En el comienzo, por el mismo lugar donde sale diariamente dios, no había nada. Nada que importe. Al atardecer, rítmicamente acompañábamos las sombras de nuestros muertos: un húmero convertido en flauta, un quijada sonora, ojos cristalizados que vibraban bien.

Por ese entonces las miradas aún no se evaporaban, no conocíamos los impares y solo contábamos de dos en dos. Los espejos aún no se inventaban, las voces no se negociaban… por esto mismo, todavía se mantenía la buena costumbre de respetar la soledad de cada uno, sobretodo cuando se le veía a alguien sentado solo, nadie se le acercaba: conversaba con su muerte.

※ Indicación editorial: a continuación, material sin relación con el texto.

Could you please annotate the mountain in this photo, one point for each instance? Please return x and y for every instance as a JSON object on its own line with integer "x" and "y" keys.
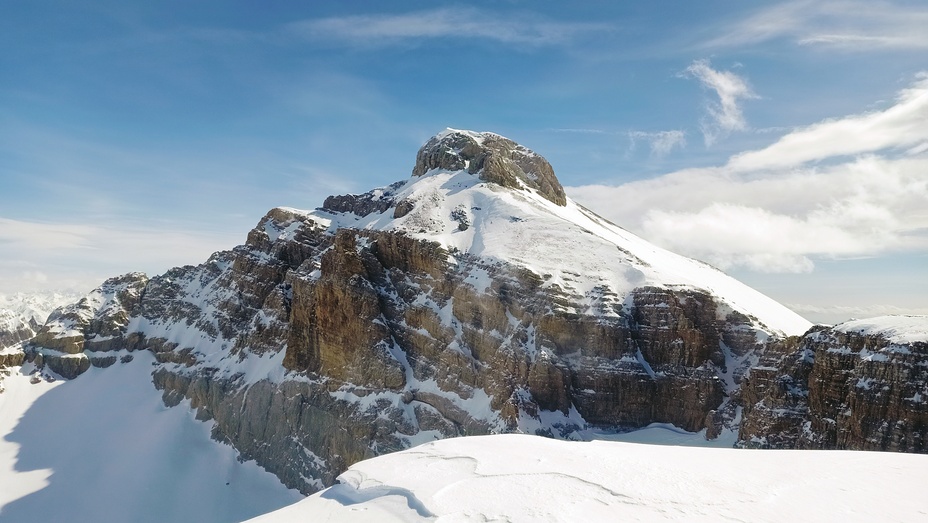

Todavía cantábamos, nuestra sangre era fría. De las manos, todavía no se borraban los destinos. Decíamos hermanos y nuestras frases, nuestros utensilios, los mantos usados, el alfabeto aprendido y las melodías entonadas… aún no se vendían.
Recuerdo que solíamos juntarnos bajo la llovizna gris, frente a Dios para darnos calor, bebíamos agua y bastaba para calmar nuestro vientre. Presentábamos a nuestros hijos ante la madre mayor, que en la altura reina la noche. Andábamos desnudos, con las miserias expuestas a todos…

Retratábamos la vida en vasijas de barro, llorábamos la partida de algo, fornicábamos sin preocuparnos por la descendencia, no nos enfermábamos más que de olores. Si se rompía algo, dios lo reparaba. Si alguien desaparecía, alguien lo reemplazaba.
Esos tiempos eran armonía pura, simplicidad compleja.